What Can Happen When We Forget

If I don’t secure my position before sleeping,
by dawn my wounds will continue their seeping.      
Then if I shout not for the doctor, I’ll suppose
In my weakness that my friends have turned into foes.

I’ll make the stars of greatness my competition
for beside their glow my value feels threatened.
Their authority endangers my elusive control,
and their rightness points at my soot-black soul.

So, to attest my worth that vanished overnight,  
I’ll make their art and religion a slight.
I’ll belittle their efforts to stand on their backs. 
I’ll spotlight their flaws to hide my ill acts.

“How does she manage to get so fat?”
“She must be attention-starved to talk like that.”
“I’ll submit not to him nor enlarge his huge head.”
“Their brand of Christianity what good can be said?”
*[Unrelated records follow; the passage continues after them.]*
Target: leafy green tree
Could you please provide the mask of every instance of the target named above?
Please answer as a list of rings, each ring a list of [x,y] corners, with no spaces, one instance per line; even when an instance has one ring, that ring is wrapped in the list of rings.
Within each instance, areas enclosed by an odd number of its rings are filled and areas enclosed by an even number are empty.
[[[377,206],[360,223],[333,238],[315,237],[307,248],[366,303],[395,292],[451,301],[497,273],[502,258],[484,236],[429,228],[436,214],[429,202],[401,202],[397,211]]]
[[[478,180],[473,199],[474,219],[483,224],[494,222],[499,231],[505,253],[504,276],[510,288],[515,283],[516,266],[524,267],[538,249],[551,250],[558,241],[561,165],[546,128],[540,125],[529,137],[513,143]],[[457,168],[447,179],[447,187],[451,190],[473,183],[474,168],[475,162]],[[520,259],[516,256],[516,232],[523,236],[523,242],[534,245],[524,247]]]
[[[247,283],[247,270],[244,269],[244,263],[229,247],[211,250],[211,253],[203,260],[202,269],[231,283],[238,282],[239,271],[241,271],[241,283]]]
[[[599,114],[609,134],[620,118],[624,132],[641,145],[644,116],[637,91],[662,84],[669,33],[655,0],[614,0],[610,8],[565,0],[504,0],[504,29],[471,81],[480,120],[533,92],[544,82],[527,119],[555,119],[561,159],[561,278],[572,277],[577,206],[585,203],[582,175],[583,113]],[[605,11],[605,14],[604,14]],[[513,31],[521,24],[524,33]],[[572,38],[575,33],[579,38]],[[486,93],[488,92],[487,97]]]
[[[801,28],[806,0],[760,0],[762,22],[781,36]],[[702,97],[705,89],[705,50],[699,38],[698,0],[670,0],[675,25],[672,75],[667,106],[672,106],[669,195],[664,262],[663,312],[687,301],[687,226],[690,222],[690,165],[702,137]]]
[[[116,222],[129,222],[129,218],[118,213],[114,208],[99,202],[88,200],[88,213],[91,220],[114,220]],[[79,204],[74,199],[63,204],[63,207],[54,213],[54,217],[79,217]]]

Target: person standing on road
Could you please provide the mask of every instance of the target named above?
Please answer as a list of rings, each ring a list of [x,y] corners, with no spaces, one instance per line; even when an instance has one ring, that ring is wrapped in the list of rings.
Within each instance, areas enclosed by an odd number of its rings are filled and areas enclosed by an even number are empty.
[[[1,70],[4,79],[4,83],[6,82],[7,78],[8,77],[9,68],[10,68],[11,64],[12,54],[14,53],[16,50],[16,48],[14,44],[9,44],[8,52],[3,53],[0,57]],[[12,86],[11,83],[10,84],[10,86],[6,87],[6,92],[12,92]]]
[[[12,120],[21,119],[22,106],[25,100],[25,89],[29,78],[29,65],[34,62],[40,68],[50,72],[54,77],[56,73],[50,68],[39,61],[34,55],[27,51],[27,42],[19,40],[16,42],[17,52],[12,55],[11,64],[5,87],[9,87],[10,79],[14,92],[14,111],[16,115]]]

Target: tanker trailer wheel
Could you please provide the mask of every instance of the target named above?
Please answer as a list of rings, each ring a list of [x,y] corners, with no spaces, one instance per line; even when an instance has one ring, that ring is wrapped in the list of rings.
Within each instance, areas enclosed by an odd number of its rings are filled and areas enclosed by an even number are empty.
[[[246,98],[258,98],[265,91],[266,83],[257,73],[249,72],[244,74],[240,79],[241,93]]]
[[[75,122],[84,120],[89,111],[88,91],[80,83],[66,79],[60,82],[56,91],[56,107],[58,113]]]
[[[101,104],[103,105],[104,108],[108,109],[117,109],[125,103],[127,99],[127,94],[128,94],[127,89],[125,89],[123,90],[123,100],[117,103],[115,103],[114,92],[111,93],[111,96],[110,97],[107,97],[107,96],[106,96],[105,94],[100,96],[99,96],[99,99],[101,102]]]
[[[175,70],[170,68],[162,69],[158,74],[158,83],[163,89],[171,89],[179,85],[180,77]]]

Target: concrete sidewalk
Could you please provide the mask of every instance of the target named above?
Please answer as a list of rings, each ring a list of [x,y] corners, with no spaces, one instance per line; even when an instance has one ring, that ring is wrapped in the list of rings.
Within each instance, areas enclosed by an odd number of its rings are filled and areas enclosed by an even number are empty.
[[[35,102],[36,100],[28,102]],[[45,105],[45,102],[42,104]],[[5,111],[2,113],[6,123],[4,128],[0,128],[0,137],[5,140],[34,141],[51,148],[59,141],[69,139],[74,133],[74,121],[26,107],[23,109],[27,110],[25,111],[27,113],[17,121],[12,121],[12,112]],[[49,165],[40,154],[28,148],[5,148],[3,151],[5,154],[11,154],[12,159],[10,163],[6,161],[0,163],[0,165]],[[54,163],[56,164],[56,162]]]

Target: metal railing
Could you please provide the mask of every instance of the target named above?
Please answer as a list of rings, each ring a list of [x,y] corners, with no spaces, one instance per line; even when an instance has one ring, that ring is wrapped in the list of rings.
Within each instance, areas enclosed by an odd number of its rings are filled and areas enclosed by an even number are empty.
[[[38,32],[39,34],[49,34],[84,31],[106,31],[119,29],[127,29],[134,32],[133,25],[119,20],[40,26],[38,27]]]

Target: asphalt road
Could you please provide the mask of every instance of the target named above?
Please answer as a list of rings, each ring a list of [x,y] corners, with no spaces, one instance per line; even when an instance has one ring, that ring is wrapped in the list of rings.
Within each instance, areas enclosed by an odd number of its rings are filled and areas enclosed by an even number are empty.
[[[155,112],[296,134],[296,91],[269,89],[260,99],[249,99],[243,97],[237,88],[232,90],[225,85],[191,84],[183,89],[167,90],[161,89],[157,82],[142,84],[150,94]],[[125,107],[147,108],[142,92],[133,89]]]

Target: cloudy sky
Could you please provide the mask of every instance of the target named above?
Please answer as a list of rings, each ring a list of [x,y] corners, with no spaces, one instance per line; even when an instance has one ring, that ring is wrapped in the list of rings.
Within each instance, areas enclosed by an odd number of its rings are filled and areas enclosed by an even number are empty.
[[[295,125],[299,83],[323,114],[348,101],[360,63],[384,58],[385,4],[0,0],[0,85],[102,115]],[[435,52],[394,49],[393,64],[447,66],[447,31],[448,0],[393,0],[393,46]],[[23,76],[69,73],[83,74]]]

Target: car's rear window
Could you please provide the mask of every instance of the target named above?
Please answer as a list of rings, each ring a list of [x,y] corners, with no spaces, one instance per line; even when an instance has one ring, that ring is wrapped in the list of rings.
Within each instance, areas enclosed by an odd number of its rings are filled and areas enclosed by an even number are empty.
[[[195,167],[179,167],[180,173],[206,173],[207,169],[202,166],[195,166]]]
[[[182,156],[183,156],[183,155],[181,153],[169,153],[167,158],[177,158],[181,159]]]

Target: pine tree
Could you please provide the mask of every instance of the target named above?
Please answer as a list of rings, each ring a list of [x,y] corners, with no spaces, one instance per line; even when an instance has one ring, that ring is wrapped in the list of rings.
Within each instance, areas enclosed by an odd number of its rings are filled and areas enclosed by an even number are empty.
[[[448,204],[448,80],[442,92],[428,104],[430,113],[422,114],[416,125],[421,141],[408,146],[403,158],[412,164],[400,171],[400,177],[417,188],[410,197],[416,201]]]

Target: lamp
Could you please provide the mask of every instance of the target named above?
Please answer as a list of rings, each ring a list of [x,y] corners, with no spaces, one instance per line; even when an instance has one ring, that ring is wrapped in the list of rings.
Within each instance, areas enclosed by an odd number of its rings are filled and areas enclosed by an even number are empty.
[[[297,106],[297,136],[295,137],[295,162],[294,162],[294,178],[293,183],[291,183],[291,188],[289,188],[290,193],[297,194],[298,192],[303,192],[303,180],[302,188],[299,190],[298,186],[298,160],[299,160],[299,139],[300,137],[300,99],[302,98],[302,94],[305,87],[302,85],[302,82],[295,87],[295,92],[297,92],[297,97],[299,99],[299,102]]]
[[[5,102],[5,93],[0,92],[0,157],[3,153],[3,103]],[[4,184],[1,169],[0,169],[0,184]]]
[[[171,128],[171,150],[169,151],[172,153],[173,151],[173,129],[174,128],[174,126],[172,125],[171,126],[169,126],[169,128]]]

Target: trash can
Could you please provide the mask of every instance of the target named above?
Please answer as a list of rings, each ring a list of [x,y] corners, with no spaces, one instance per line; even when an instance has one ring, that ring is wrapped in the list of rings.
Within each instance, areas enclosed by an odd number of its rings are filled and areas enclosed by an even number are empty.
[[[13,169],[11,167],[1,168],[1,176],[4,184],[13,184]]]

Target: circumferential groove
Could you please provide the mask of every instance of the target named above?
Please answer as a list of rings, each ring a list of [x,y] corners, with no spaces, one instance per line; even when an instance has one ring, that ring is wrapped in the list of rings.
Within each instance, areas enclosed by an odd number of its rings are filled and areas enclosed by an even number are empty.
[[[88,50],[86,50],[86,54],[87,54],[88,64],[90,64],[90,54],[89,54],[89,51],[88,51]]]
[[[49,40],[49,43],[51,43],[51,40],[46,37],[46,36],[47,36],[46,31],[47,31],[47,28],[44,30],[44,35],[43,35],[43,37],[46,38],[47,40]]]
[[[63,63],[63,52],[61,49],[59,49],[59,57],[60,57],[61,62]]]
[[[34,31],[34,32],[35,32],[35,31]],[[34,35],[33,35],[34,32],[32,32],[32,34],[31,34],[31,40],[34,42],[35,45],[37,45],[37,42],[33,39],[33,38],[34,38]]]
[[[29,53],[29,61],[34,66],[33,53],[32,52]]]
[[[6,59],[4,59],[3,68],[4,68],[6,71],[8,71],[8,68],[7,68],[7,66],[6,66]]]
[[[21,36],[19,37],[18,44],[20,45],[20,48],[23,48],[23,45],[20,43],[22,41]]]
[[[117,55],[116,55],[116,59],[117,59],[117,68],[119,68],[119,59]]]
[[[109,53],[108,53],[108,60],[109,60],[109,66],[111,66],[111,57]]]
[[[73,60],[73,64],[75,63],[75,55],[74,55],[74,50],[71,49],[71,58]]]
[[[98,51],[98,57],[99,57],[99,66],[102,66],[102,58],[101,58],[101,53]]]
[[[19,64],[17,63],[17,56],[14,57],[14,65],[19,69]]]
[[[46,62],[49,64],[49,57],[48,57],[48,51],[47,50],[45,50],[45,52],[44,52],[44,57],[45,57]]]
Thus my critiques become self-built certainty
that because I’m not like them, I must surely be
a person of superiority and surpassing worth 
deserving honor and respect henceforth.

And if at my fault-finding anyone snaps,
I can easily prove its all in the facts.
And since I call truthfulness the greatest of virtues,
I prove myself better again with this ruse.

Up goes the cry from the wreck in my tracks,
from speech filled with words intended to slash.
Words behind which I hide vacant spaces 
un-patched one morning when I forgot His graces.

I must before the day overtakes me
remember who’s power o'r all things decrees
that I have great value in Him who foresees,
that one day spotless and strong I shall be.

It is in vulnerability that I strike at a threat.
It is in my humanness each day to forget
that the goodness in me needs no daily defense.
He that paid it, sustains it and petitions it hence.

And if in the morn I remember this way—
He calls me good because of Him who was slain—,
then neither greatness in friends nor shining of stars 
nor the authority of enemies will threaten my heart.